Hmm. This is encouraging news to here, given that templates were
the most recent topic I've learned in D. Maybe I'll just have to
give GC-reliant areas a read. Although I don't know what those
areas would be; AFAIK I'd have to look for @nogc tags, which
sounds tedious.
As for Guillaume Piolat's Advice:
> - Use struct RAII wrappers and destructors to release
> resources. Typically structs with disabled postblit. However
> very often resources are classes objects because they feature
> virtual dispatch.
>- In destructors, call .destroy on members that are class
>objects (reverse order of their creation if possible). Also on
>heap allocated struct but those are rare. The idea is that when
>the GC kicks in, unreachable objects on the heap should already
>have already been destroyed.
>- Don't let the GC release resources, with the "GC-proof
>resource class idiom". I remember Andrei pushing for the GC not
>to call destructors, to no avail. So the GC is calling
>destructors and you should use it as a _warning that something
>is wrong_ and determinisim wasn't respected, not as a safety
>measure and a way to actually release resources (because it's
>wrong thread, wrong timing, unreliable).
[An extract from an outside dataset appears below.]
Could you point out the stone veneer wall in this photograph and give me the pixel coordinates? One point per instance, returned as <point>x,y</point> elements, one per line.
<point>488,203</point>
>- Like in C++, if your ownership is in the case where it's
>shared, you can introduce artificial owners (eg: arena pool owns
>arena pool items).
>- The resources that are only memory need no owner and can be
>managed by the GC. (eg: strings, a ubyte[] array...)
>When you have deterministic destruction, it's simple to offload
>work from GC to manual memory management. You don't loose ANY
>main feature.
>The GC is an efficient way to call free(), and a global owner
>not a way to release resources.
This is also encouraging! Thanks for the concrete advice. But, I
think due to my inexperience, to don't really understand some of
your advice. Specifically, the only-memory recourses like strings
and arrays can be managed by the GC, and arena pools. I can just
look these things up, but I figured it'd be easy to ask first.